- Interactive map of Yardy Rum Bar

Restaurant information
- Owners: Nico Centanni; Isaiah Martinez;
- Chef: Isaiah Martinez
- Food type: Caribbean
- Location: 837 Lincoln Street, Eugene, Oregon, 97401, United States
- Coordinates: 44°03′02″N 123°05′50″W﻿ / ﻿44.0505°N 123.0971°W
- Reservations: No
- Website: yardyrumbar.com

= Yardy Rum Bar =

Caribbean restaurant in Eugene, Oregon, U.S.

Yardy Rum Bar is a Caribbean restaurant and cocktail bar in Eugene, Oregon, United States.

== Description ==
The Caribbean restaurant and cocktail bar Yardy Rum Bar operates in Eugene, Oregon. The interior has orange walls and "Afro-Caribbean image motifs", according to KLCC. The counter service restaurant does not accept reservations.
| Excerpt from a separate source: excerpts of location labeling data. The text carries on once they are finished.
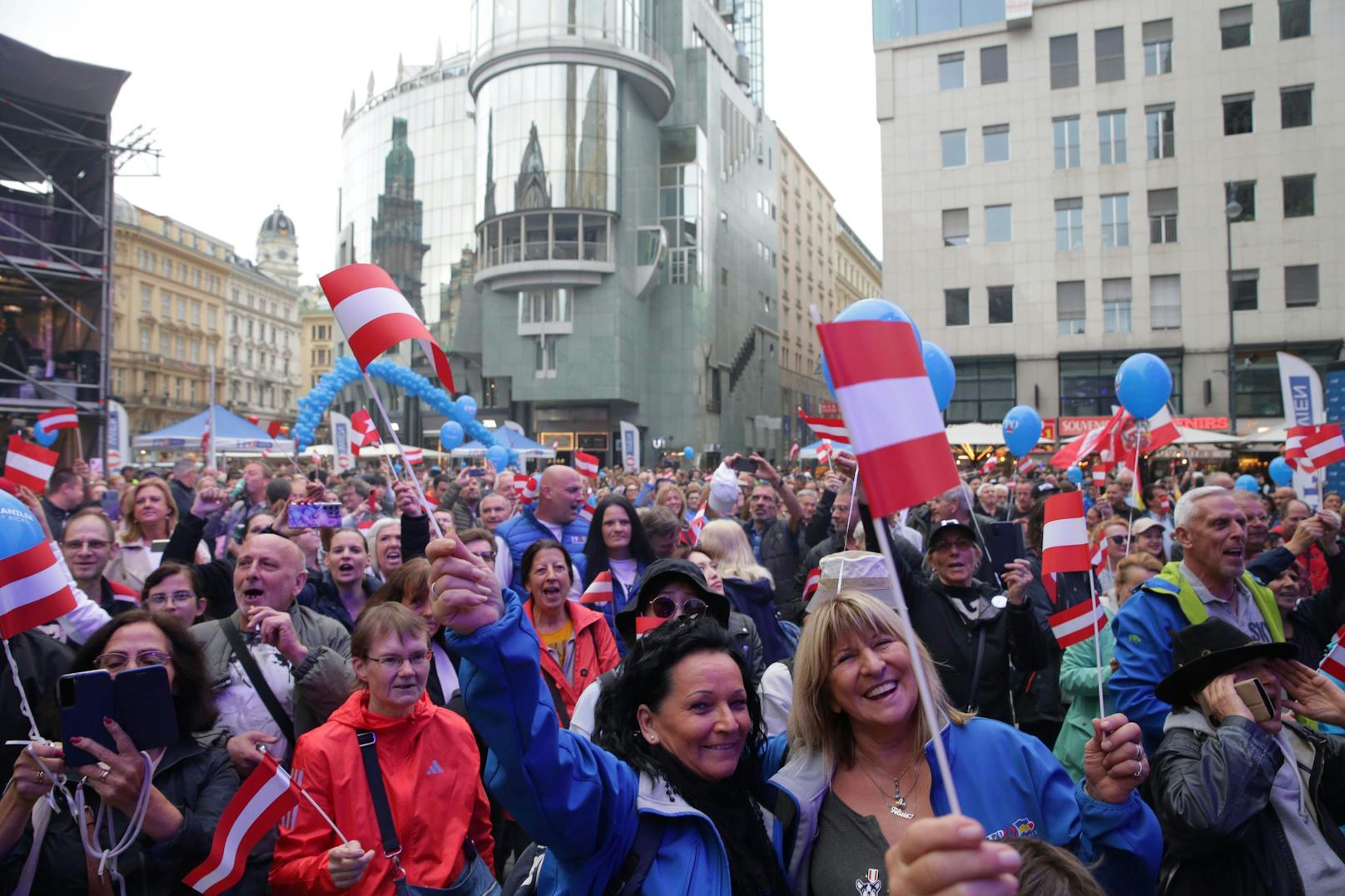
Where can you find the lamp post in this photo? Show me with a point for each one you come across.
(1233, 209)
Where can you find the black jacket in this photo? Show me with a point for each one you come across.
(1212, 795)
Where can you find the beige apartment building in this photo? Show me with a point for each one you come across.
(1056, 179)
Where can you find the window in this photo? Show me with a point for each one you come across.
(995, 139)
(954, 148)
(1296, 106)
(1163, 215)
(1111, 137)
(1244, 290)
(1235, 27)
(1159, 47)
(1298, 196)
(1070, 224)
(1165, 302)
(1001, 303)
(955, 229)
(950, 72)
(1238, 113)
(956, 307)
(998, 224)
(1110, 52)
(1299, 285)
(1161, 131)
(995, 63)
(1071, 309)
(1065, 139)
(1065, 61)
(1296, 19)
(1115, 305)
(1115, 220)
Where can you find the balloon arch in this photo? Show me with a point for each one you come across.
(460, 413)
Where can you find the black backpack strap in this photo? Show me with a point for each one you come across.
(259, 681)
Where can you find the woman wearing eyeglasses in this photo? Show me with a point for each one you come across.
(427, 765)
(190, 783)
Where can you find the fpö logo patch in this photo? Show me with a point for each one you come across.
(1021, 828)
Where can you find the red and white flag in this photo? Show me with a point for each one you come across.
(1078, 623)
(1065, 538)
(888, 403)
(375, 315)
(28, 464)
(830, 428)
(259, 804)
(32, 590)
(59, 418)
(600, 590)
(585, 464)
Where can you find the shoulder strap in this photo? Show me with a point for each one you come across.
(259, 681)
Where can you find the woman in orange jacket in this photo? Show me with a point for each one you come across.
(428, 765)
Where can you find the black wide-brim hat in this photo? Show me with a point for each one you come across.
(1205, 651)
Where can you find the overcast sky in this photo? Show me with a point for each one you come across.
(246, 98)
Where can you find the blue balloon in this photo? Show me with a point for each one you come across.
(1144, 385)
(942, 374)
(451, 435)
(1022, 429)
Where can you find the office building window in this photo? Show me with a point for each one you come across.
(1161, 131)
(995, 139)
(1165, 302)
(1299, 285)
(1115, 220)
(1296, 19)
(1238, 113)
(1115, 305)
(1235, 27)
(1299, 196)
(998, 224)
(1001, 303)
(1071, 307)
(1110, 52)
(1296, 106)
(1065, 61)
(955, 229)
(956, 307)
(1159, 47)
(1163, 215)
(1065, 141)
(1111, 137)
(1070, 224)
(1246, 290)
(950, 72)
(954, 148)
(995, 63)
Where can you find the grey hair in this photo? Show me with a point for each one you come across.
(1187, 506)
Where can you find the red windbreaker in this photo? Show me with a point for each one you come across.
(429, 763)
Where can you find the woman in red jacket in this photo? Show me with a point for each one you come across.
(428, 763)
(578, 646)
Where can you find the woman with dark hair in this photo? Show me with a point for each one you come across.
(619, 547)
(190, 785)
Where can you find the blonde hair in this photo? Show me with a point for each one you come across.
(725, 542)
(814, 721)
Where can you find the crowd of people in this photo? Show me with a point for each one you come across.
(676, 681)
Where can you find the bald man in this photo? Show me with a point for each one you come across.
(554, 514)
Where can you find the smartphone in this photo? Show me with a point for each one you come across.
(315, 516)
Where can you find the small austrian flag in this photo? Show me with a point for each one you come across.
(375, 315)
(895, 425)
(1076, 625)
(59, 418)
(587, 464)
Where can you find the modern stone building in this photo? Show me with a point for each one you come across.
(1055, 196)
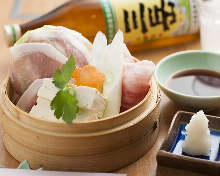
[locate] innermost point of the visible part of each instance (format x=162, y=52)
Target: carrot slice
x=89, y=76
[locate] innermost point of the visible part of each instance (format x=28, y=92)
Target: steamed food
x=91, y=102
x=198, y=141
x=32, y=61
x=66, y=41
x=60, y=76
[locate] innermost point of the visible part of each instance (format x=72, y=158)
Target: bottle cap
x=12, y=33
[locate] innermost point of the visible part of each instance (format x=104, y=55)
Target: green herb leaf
x=61, y=78
x=65, y=106
x=65, y=103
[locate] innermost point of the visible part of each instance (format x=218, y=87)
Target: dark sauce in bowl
x=196, y=82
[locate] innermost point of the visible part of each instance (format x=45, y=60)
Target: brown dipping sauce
x=196, y=82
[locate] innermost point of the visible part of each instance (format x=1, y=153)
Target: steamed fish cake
x=64, y=40
x=136, y=82
x=90, y=101
x=32, y=61
x=198, y=140
x=127, y=82
x=110, y=81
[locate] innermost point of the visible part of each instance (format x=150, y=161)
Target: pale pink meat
x=135, y=82
x=64, y=40
x=29, y=97
x=33, y=61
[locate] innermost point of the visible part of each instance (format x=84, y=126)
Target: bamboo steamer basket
x=101, y=146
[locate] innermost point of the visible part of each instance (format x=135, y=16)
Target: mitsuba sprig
x=65, y=103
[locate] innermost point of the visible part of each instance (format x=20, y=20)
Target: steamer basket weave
x=104, y=145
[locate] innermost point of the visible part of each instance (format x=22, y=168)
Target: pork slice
x=135, y=82
x=32, y=61
x=67, y=41
x=29, y=97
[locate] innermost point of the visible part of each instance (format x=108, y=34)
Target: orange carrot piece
x=89, y=76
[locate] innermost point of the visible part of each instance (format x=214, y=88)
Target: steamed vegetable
x=65, y=103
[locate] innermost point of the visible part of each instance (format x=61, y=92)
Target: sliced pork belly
x=29, y=97
x=32, y=61
x=65, y=40
x=135, y=82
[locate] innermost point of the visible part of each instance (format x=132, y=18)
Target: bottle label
x=147, y=20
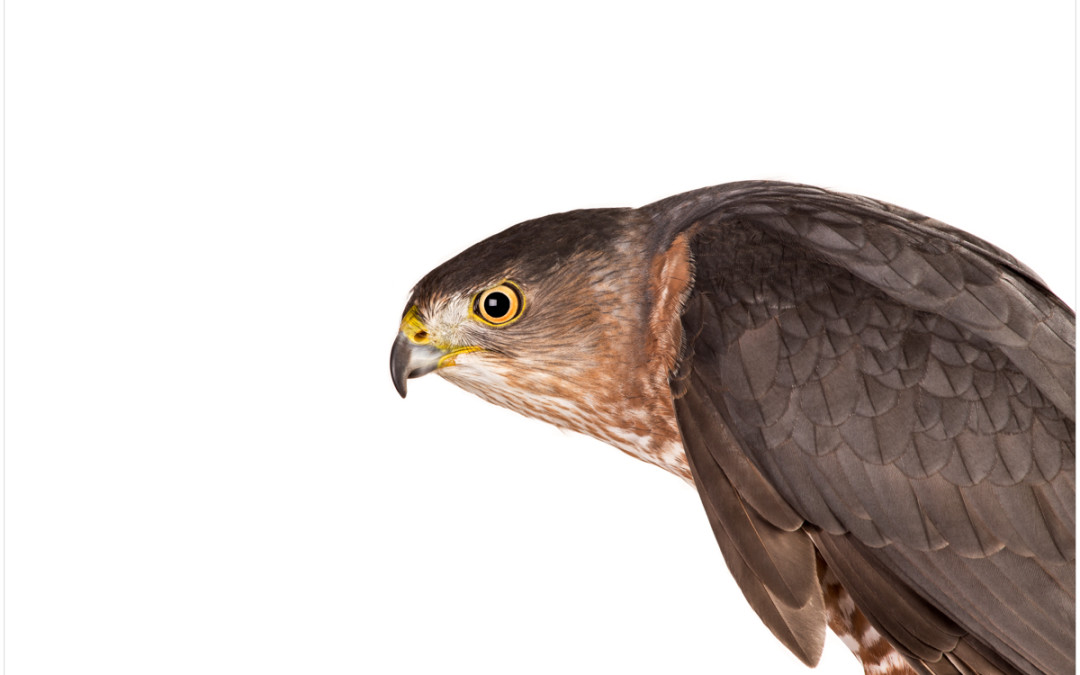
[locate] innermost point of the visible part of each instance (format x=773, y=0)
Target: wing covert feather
x=907, y=390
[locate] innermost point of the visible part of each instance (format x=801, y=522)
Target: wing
x=907, y=390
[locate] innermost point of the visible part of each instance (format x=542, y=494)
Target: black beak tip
x=400, y=365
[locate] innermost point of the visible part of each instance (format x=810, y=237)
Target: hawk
x=876, y=408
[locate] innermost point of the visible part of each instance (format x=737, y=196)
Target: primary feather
x=864, y=397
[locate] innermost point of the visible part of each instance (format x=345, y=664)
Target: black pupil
x=497, y=305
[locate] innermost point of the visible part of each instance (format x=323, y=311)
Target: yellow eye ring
x=499, y=305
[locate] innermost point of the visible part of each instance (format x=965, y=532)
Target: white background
x=215, y=211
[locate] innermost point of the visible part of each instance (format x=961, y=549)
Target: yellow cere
x=414, y=328
x=448, y=360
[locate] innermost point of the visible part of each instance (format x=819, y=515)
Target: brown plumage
x=877, y=409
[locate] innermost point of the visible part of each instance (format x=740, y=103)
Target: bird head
x=538, y=318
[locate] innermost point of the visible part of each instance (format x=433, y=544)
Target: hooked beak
x=408, y=360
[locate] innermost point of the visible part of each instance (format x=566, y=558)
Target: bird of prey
x=876, y=408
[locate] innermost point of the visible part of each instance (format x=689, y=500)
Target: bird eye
x=500, y=305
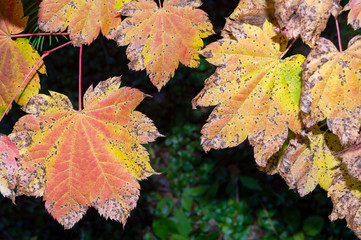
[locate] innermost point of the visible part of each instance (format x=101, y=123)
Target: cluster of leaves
x=275, y=102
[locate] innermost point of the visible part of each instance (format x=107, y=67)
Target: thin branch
x=288, y=48
x=36, y=34
x=46, y=53
x=80, y=54
x=338, y=35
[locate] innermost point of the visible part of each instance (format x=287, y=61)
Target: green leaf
x=250, y=183
x=184, y=224
x=163, y=226
x=313, y=225
x=165, y=206
x=178, y=237
x=186, y=202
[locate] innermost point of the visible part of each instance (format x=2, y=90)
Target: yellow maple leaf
x=84, y=19
x=160, y=38
x=256, y=93
x=306, y=163
x=332, y=88
x=18, y=57
x=77, y=159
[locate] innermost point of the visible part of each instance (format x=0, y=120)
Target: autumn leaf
x=160, y=38
x=253, y=12
x=308, y=162
x=351, y=159
x=345, y=193
x=77, y=159
x=84, y=19
x=305, y=18
x=354, y=16
x=256, y=93
x=18, y=57
x=8, y=167
x=332, y=88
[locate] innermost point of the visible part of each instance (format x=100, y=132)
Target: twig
x=338, y=35
x=80, y=54
x=46, y=53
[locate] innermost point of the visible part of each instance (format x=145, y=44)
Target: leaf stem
x=46, y=53
x=80, y=54
x=36, y=34
x=338, y=35
x=288, y=48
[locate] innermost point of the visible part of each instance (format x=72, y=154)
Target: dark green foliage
x=219, y=195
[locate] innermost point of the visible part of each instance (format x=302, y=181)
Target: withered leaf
x=8, y=167
x=351, y=158
x=254, y=12
x=308, y=162
x=161, y=38
x=332, y=88
x=345, y=193
x=305, y=18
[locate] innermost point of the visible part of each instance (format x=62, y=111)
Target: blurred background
x=215, y=195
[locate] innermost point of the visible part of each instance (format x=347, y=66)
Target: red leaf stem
x=46, y=53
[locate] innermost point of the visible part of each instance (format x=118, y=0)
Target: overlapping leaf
x=254, y=12
x=345, y=193
x=351, y=158
x=354, y=16
x=8, y=167
x=77, y=159
x=305, y=18
x=84, y=19
x=160, y=38
x=332, y=88
x=18, y=57
x=305, y=163
x=256, y=93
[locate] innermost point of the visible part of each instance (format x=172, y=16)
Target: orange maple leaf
x=332, y=88
x=84, y=19
x=8, y=167
x=17, y=57
x=160, y=38
x=77, y=159
x=256, y=93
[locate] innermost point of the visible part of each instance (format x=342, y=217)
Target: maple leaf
x=84, y=19
x=8, y=167
x=332, y=88
x=305, y=18
x=308, y=162
x=18, y=57
x=77, y=159
x=351, y=159
x=160, y=38
x=354, y=16
x=256, y=93
x=253, y=12
x=345, y=193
Yardy uses seasonal ingredients sourced from the Pacific Northwest. The menu has included a fried chicken sandwich, pholourie (split-pea fritters sauced with mango, peppers, and tamarind), and the Jibarito No. 2, which is griyo pork with Scotch bonnets and Haitian pikliz slaw between twice-fried plantains. The restaurant has also served Creole pork shoulder, doubles, and salads. Among drink options are a daiquiri, a Manhattan, an old fashioned with rum, and punches.

== History ==
Isaiah Martinez is the chef; he and Nico Centanni are co-owners. The business launched as a pop-up restaurant in 2020, before operating from a food truck starting in 2021 and later moving into a brick and mortar space in a Victorian house near downtown Eugene in January or February 2024. The restaurant operates in the space that previously housed the crêpe and cocktail bar The Vintage.

== Reception ==
In 2025, Martinez was a semifinalist for the James Beard Foundation Award for Best Chef: Northwest & Pacific. Yardy was included in The New York Timess 2025 list of the fifty best restaurants in the United States. Brenna Houck included Yardy in Eater Portlands 2025 overview of the best restaurants and food carts in Eugene.